Les quadriges étoient faits le plus souvent en bronze. et il n’y a aucun doute que les quatre chevaux de bronze doré, que les Vénitiens rapportèrent de Constantinople, furent jadis attelés à un char de même métal. Toutefois le beau char en marbre blanc, qu’on voit au Muséum du Vatican, et que la matière désigne assez comme n’ayant pu avoir d’autre emploi qu’un emploi décoratif, indique aussi qu’il put y avoir des quadriges formés de deux matières.

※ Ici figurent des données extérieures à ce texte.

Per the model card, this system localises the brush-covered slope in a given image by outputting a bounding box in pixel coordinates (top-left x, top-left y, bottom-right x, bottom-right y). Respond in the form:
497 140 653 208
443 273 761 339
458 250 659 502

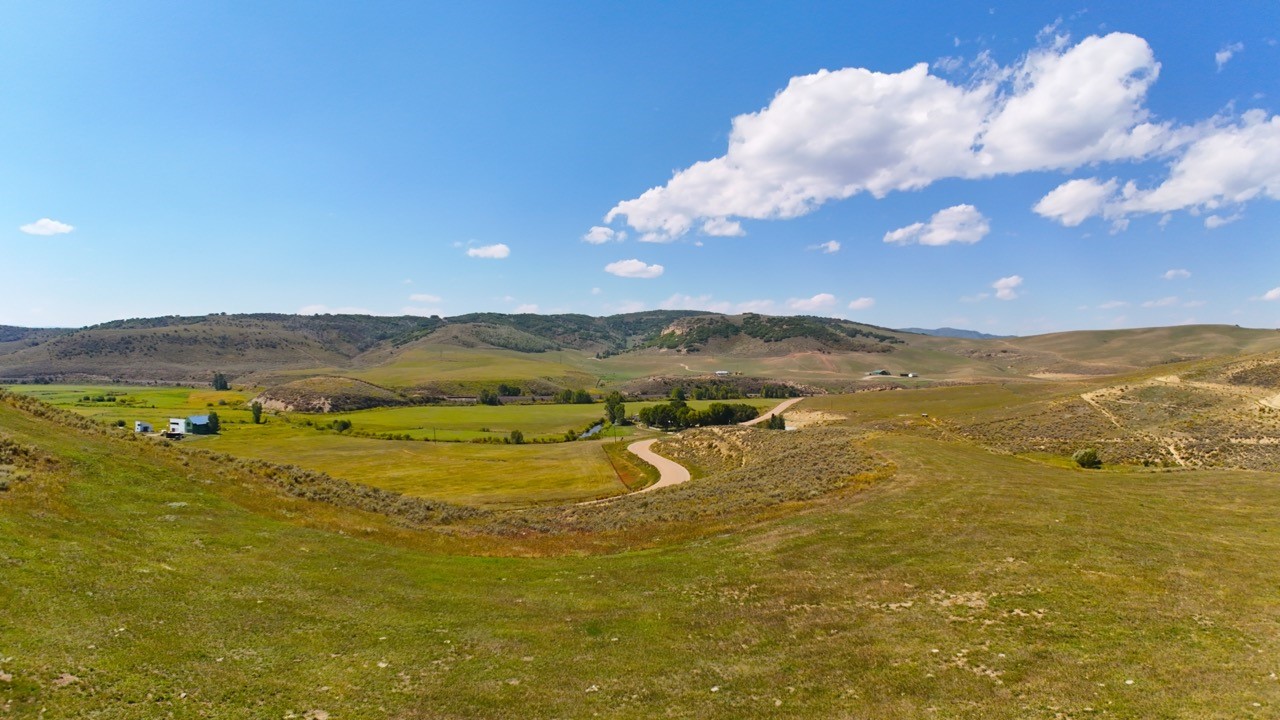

Y avoit-il toujours, dans l’emploi du quadrige sur les monumens, un rapport nécessaire avec l’idée de victoire athlétique et celle de triomphe guerrier ; ou autrement dit, le quadrige signifioit-il, même sur les tombeaux, que le mort avoit été illustré par l’un ou l’autre de ces honneurs ? Il est permis de faire cette question quand on voit que la pyramide du tombeau du roi Mansole étoit couronnée par un quadrige en bronze. L’habitude qu’on a aujourd’hui de considérer le plus grand nombre des objets décoratifs des monumens, comme des accessoires destinés uniquement à l’efset et au plaisir des yeux, nous a fait élever ce doute. Mais nous croirons que, le quadrige qui renfermoit ou la figure du Roi, ou celle d’une victoire, devoit rappeler les exploits guerriers de Mausole, et peut-être aussi ceux qu’il avoit obtenus dans les combats du cirque, jadis école, ou pronostics des succès militaires, et que, pour cette raison, les Grecs s’étoient habitués à payer du même signe d’honneur.

QUAI. s. m. Levée ordinairement revêtue de maçonnerie ou de pierre de taille, soit pour retenir les terres de la berge d’une rivière, soit pour en contenir les eaux dans leur lit ou dans leur bassin, et qui procure, le long de cette rivière, une promenade aussi sûre que commode et agréable.

L’agrément des quais manque à plusieurs grandes villes, telles que Rome et Londres. Lorsque le hasard a placé la situation d’une rivière trop en dehors de la ville, ou que la ville s’est formée par ses développemens successifs, trop loin des rives du fleuve, il devient par la suite inutile d’y construire des quais. D’autres fois, quand les bords d’une rivière se trouvent occupés par des maisons et des habitations considérables, il devient trop dispendieux de les remplacer par les constructions, qu’exigent les levées de terre destinées à maintenir les eaux dans un canal régulier.

Deux villes d’Italie, Pise et Florence, construites chacune sur l’une et l’autre rive de l’Arno, jouissent de l’agrément des quais, qui font aussi une de leurs principales beautés. Les quais de Florence surtout se font remarquer par leur uniformité, par les édifices qui les décorent, par les ponts qui réunissent les deux côtés du fleuve.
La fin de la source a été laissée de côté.